Pietro non mi rispose e fissò la luce rossa pregando che diventasse verde.
Il semaforo diede il segnale.
«È verde» disse lui.
«Come?»
«Il semaforo… è verde!»
Ingranai la prima e continuai a guidare lungo la strada vuota. Avevo deciso di girare il mio film in agosto, nel culmine dell'esodo estivo, quando Roma, più che una città, sembra un set cinematografico incustodito.
«Dobbiamo girarla oggi» dissi.
Era l’ultimo giorno di riprese e l’ultima scena da fare insieme a Pietro. L’idea della trama era nata due anni prima con Solamente
, un cortometraggio da me scritto, diretto e interpretato: era la storia di una ragazza che si sveglia e si accorge che intorno a lei non c’è più nessuno, vive in una città deserta.
«Perché l’hai detto?» chiesi io.
Pietro si era lasciato sfuggire quella frase «Non ha senso» mentre ripassava le sue battute.
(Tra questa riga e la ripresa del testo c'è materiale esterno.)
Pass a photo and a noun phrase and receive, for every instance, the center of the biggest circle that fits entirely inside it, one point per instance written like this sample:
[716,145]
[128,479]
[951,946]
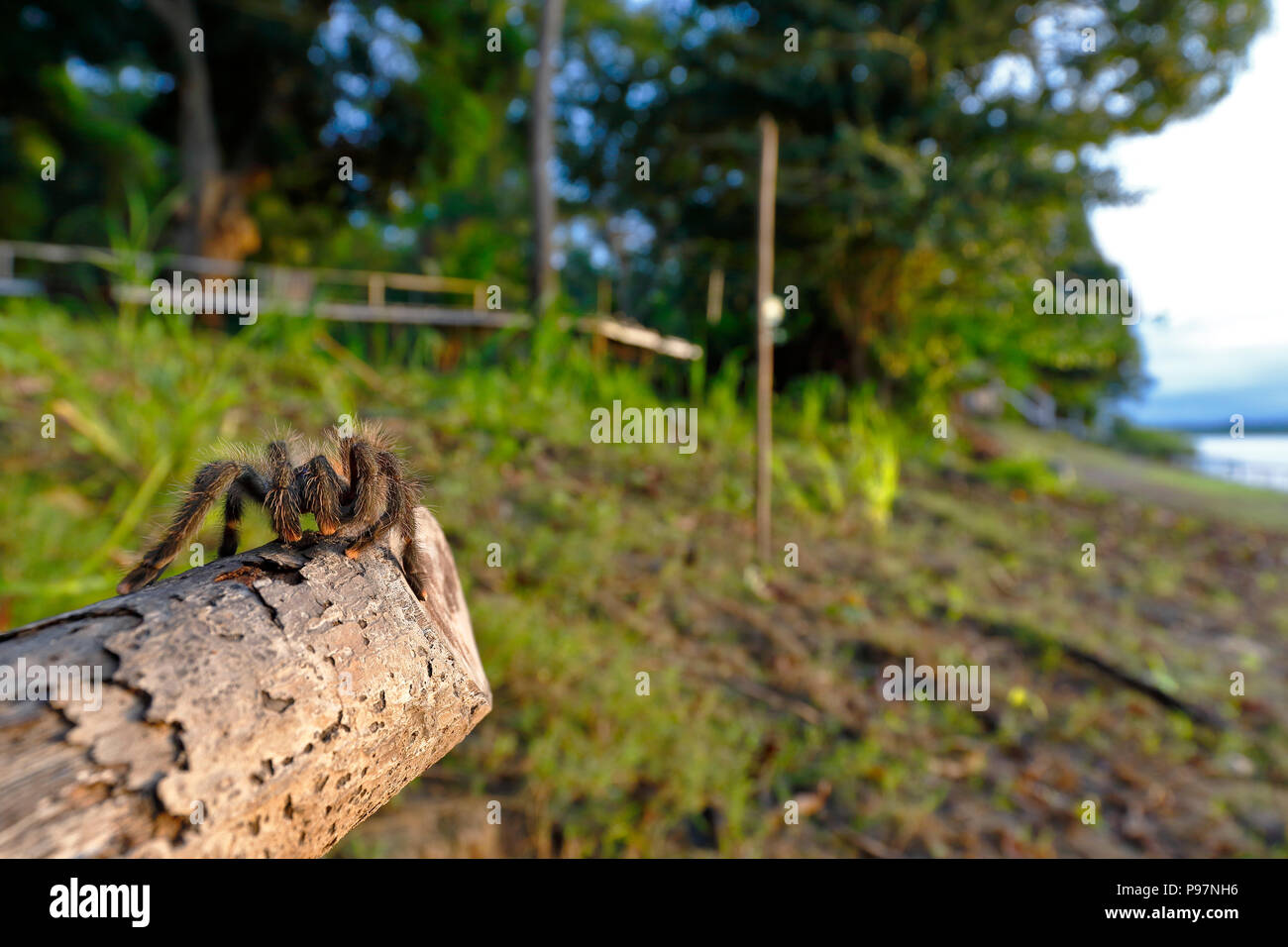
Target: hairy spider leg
[415,561]
[207,486]
[321,492]
[249,483]
[393,506]
[370,479]
[281,500]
Lui mi guardò.
«Non mi riferivo alla scena».
«Ah no?»
Svoltai a destra facendo finta di credere a quella palese bugia e parcheggiai la macchina in una stradina che da un lato era costeggiata da un muro.
Se l’esodo estivo creava quell’effetto di città fantasma utile all’ambientazione, lavorare con quel caldo torrido ci stava logorando: l'umidità e i venti pressoché assenti facevano percepire una temperatura ancora più alta di quella reale.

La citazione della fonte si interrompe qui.